Екатерина Алексеевна казалась несколько озадаченной таким оборотом разговора. Она вопросительно посмотрела на своего генерал-адъютанта, точно не понимая его слов.
– Что хотите вы сказать этим, Григорий Александрович? – спросила она. – Разве лавры недостаточно увенчивают мои знамена и, – гордо прибавила она, – неужели времени удастся изгладить имя Екатерины Второй со скрижалей истории?
– Нет, моя всемилостивейшая императрица, – возразил Потемкин, – нет, времени не удастся сделать это и имя Екатерины неизгладимо займет свое место в ряду великих правителей нашего государства и всей Европы. Но для меня этого недостаточно, – воскликнул он, вскакивая и простирая свою руку над головой императрицы, – это не может, не должно удовлетворять также и вас! Не в ряду прочих следует вам стоять, хотя бы то были величайшие люди всех времен и всех народов. Нет, имя Екатерины должно стоять высоко, недосягаемо высоко надо всеми – над Цезарем и Августом, над Карлом Великим, которого остаривают друг у друга немцы и французы, и над всеми более мелкими величиями позднейшего времени.
Екатерина Алексеевна, любуясь, посмотрела на героя, выпрямившегося пред нею во всей своей атлетической силе, с простертой могучей рукой, словно он хотел схватить ею звезды с неба и собрать их в блистающую диадему для ее чела.
– С вашей стороны весьма похвально, Григорий Александрович, – сказала она, – что вы мечтаете вознести славу своей императрицы, своей благодарной приятельницы высоко над великими именами всех времен; но такое величие не суждено ни единому человеку, потому что на такой высоте царить только Бог; ни единый смертный не достаточно велик для того, чтобы после него или одновременно с ним другой не мог превзойти его земным величием или сравняться с ним в этом.
– Нет, нет! – воскликнул Потемкин, – пусть это применимо ко всякому земному величию, но не применимо к моей великолепной и высокой повелительнице, императрице святой Руси, которая, опираясь на юную, как весна, силу могучего, верного народа, призвана и предназначена Божией благодатью совершить то, чего не совершал до нее никто и не смог бы совершить после нее.
– А что бы такое это было? – полюбопытствовала императрица, взор которой с восторгом остановился на горевшем воодушевлением, просветленном лице Потемкина.
Он помолчал немного, точно подыскивая ясное выражение для своих мыслей, после чего произнес:
– Что было основано могучею рукою Цезаря, устроено светлым умом Августа, что было воздвигнуто победоносной мощью Карла Великого, то распалось и развеялось прахом, потому что опиралось на земную, преходящую силу единичного человека.

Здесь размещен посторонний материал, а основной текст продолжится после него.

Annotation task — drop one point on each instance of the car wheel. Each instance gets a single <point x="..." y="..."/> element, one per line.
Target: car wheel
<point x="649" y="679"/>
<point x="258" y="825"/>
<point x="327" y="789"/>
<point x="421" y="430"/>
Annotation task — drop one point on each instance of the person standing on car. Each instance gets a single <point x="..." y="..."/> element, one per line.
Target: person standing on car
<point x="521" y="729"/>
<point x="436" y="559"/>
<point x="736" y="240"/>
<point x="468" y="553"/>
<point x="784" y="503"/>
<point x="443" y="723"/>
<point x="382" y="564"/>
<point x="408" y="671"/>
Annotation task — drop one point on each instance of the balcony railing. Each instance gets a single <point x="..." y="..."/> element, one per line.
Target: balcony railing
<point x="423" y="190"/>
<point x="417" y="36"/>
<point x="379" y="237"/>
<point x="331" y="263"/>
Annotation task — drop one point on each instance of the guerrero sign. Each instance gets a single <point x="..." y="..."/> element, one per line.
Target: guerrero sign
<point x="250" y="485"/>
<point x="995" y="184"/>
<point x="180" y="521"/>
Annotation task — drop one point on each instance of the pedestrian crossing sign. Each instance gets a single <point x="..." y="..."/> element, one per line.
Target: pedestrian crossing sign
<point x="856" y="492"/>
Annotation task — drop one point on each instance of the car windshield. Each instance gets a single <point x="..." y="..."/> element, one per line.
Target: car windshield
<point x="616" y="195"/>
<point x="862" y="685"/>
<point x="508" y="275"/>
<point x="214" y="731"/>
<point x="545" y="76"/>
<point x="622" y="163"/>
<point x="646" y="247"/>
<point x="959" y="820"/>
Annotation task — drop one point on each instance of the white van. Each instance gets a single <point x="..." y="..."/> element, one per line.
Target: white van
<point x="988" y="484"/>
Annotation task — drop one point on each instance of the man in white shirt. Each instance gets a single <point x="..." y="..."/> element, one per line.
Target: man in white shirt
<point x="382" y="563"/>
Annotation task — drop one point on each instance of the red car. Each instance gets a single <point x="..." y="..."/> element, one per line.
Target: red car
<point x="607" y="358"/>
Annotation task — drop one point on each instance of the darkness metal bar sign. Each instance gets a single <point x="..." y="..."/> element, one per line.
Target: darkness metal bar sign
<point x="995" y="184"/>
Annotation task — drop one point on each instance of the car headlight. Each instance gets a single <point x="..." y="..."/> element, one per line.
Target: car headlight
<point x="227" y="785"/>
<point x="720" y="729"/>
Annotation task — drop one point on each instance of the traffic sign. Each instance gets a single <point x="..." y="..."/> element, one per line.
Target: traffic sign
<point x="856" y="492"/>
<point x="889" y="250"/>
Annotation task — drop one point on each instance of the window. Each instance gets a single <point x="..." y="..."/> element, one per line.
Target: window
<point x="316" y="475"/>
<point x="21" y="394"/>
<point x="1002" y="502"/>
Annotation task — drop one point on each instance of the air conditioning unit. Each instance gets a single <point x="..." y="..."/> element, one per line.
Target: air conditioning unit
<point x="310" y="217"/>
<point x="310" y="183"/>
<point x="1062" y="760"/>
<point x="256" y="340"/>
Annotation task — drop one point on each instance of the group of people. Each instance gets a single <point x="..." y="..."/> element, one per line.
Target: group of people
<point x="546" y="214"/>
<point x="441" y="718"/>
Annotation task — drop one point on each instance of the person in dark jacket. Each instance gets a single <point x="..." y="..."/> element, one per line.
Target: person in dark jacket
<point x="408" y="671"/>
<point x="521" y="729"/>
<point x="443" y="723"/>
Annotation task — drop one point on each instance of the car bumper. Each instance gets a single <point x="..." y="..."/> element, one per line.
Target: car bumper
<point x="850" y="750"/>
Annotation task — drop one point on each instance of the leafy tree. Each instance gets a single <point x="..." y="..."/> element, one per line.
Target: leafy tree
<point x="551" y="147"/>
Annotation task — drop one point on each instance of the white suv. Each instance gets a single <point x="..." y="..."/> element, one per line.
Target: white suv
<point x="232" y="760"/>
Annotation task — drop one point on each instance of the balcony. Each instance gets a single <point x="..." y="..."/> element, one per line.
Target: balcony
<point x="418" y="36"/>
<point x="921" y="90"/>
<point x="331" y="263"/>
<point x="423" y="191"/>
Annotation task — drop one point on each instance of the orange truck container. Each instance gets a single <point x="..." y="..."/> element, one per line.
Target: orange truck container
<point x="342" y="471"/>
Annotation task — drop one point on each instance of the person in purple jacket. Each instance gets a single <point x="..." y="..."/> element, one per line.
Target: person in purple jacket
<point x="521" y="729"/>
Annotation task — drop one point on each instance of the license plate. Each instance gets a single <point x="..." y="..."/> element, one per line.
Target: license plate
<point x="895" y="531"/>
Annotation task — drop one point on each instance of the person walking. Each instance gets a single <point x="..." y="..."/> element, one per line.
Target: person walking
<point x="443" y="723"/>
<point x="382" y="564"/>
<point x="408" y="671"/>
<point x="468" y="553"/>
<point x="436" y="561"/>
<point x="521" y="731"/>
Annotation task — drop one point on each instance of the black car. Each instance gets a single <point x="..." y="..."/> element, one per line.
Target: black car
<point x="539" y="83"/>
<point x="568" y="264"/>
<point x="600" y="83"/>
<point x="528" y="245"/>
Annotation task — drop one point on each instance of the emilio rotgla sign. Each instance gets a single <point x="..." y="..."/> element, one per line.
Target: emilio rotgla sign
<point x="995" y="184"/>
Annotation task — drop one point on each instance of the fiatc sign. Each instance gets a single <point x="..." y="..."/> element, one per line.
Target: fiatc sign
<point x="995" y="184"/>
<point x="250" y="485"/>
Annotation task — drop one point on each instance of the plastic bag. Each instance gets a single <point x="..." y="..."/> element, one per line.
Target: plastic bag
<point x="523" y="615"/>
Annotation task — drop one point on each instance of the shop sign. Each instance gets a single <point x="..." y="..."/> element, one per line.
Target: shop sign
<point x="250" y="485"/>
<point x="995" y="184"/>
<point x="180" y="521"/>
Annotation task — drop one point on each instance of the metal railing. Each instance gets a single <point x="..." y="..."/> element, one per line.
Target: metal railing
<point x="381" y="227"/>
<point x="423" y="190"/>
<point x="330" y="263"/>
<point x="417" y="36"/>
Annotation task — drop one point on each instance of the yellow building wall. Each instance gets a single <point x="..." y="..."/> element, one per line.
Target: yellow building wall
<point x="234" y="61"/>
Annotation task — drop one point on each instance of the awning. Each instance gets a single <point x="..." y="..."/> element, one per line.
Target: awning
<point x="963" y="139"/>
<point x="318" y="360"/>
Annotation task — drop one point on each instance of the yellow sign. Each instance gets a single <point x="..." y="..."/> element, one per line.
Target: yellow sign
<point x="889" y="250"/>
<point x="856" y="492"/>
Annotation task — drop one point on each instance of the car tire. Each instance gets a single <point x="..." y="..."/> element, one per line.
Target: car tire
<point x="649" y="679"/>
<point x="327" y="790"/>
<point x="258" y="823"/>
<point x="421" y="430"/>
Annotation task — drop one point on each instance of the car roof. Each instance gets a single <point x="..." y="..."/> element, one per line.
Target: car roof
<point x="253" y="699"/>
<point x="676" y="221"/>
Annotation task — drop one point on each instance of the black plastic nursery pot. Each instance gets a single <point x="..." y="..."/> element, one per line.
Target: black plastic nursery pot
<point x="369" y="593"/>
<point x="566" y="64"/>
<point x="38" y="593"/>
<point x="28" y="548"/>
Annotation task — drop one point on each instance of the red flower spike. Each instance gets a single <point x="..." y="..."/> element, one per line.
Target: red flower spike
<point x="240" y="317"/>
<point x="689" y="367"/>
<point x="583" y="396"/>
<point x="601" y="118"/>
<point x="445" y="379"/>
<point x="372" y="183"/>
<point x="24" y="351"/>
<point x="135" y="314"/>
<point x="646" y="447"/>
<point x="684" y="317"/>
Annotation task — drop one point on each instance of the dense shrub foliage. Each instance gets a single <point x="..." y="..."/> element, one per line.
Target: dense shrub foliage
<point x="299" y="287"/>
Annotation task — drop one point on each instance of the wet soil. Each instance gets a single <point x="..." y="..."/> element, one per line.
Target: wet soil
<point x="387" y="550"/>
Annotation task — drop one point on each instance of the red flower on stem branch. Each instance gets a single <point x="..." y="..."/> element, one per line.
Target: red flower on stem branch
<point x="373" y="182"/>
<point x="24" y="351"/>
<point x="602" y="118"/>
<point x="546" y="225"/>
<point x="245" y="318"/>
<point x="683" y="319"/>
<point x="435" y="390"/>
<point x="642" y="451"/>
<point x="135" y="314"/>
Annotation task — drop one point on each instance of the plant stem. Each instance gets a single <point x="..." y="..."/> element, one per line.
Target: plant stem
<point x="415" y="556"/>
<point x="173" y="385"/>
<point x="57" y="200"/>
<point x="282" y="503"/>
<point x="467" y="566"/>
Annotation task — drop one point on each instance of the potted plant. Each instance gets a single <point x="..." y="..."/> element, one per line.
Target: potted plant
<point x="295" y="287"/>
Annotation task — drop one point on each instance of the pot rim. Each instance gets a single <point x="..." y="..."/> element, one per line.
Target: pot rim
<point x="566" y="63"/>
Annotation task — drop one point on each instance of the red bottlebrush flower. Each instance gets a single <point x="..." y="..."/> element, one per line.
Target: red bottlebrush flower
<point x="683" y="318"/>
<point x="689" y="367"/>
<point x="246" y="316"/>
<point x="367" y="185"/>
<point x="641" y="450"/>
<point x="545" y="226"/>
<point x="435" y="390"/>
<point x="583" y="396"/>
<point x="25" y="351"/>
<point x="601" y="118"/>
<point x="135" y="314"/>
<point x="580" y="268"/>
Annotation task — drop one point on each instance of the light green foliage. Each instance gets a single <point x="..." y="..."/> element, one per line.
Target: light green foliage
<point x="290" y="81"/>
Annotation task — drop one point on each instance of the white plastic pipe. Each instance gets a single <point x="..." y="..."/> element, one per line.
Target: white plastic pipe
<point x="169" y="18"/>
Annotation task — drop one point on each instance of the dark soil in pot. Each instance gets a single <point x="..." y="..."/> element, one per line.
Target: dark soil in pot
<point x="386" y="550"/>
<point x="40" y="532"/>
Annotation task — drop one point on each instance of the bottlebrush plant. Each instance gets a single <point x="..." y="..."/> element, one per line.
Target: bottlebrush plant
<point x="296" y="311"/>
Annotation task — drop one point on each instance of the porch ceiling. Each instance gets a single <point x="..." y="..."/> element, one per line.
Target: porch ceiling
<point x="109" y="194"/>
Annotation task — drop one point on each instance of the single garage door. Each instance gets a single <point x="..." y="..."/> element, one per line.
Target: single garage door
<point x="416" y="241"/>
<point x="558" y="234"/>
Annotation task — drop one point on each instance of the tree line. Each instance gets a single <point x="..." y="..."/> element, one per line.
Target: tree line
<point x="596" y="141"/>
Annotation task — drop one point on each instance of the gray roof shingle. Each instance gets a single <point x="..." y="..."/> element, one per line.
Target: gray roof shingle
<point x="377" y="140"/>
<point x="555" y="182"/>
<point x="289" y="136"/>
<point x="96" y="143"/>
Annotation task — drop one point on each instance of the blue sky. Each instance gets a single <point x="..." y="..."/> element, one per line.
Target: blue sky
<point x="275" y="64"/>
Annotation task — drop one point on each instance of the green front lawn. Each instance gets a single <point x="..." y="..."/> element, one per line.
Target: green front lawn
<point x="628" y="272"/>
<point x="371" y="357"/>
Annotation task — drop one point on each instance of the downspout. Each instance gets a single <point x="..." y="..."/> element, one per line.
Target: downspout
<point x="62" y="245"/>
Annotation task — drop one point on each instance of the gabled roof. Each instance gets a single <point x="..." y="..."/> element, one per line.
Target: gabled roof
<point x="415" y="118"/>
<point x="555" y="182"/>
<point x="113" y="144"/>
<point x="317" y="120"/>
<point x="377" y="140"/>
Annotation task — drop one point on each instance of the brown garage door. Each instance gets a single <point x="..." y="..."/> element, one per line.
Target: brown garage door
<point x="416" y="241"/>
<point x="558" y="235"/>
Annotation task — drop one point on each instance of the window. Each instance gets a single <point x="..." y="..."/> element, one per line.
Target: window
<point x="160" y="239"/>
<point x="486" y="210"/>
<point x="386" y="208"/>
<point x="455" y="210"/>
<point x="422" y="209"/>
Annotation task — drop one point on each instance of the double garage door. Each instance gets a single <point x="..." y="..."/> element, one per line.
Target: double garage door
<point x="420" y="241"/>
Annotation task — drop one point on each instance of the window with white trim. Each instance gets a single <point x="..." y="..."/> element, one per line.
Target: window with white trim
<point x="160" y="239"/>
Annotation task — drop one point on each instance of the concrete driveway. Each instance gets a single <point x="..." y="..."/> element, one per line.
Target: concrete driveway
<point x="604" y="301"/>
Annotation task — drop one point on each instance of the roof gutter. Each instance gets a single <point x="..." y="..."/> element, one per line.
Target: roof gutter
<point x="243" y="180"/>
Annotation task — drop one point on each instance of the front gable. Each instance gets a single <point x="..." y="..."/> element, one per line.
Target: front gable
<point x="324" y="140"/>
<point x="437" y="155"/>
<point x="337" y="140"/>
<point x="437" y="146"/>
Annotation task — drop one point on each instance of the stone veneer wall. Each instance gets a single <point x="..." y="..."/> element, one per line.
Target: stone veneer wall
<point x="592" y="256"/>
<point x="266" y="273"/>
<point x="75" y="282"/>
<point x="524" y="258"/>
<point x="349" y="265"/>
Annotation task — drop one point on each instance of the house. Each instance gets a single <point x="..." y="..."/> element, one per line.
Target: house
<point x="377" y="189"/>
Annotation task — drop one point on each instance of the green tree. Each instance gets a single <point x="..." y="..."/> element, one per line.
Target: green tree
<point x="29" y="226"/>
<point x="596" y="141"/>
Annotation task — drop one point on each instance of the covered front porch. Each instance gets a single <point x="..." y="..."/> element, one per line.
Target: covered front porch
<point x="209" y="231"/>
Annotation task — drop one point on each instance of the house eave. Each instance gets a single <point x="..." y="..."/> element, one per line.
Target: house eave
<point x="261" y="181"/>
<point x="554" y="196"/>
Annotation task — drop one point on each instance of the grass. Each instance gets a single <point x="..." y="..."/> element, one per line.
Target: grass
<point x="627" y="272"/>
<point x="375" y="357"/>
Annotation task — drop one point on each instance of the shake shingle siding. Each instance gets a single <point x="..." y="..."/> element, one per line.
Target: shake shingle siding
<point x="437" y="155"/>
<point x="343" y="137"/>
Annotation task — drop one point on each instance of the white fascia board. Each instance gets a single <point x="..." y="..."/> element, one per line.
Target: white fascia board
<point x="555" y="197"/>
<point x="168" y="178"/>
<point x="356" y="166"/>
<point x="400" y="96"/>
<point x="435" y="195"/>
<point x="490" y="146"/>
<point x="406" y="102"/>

Но то, к чему должна стремиться моя императрица, то, что создаст она, как громко подсказывает мне внутренний голос, останется незыблемым во веки веков, потому что будет основано не на преходящей силе одной человеческой жизни, но на вечных законах, по которым Провидение управляет народами. Те мировые царства былых времен разрушились, потому что были приспособлены лишь к древнему миру, потому что они стремились спаять воедино несогласные племена, и не обладали твердым оплотом против молодой, всепокоряющей народной силы, которая вторглась в них с Востока, равно как и против диких варваров, которые, глумясь над всяким порядком, хлынули из степей на разрушение искусственного государственного строя. Но дело, предназначенное Богом моей императрице, не должно страшиться подобных опасностей. Екатерина Вторая держит юную народную силу России, которой ничто не может противиться, в своей собственной руке; ее скипетр простирается над Азией и Европой; сила, некогда разрушившая древние государства, покорно лежит у ее ног. Только одного недостает ей еще, чтобы основать прочное мировое владычество на порядке, справедливости и свободе. Это ключ к вратам, соединяющим Азию и Европу, Восток с Западом, а именно прекрасной Византии, которую римские императоры с мудрой проницательностью избрали седалищем мирового господства, но не сумели удержать в своей власти, и которую ослабевшая сила дряхлой Европы не могла отнять обратно у турок.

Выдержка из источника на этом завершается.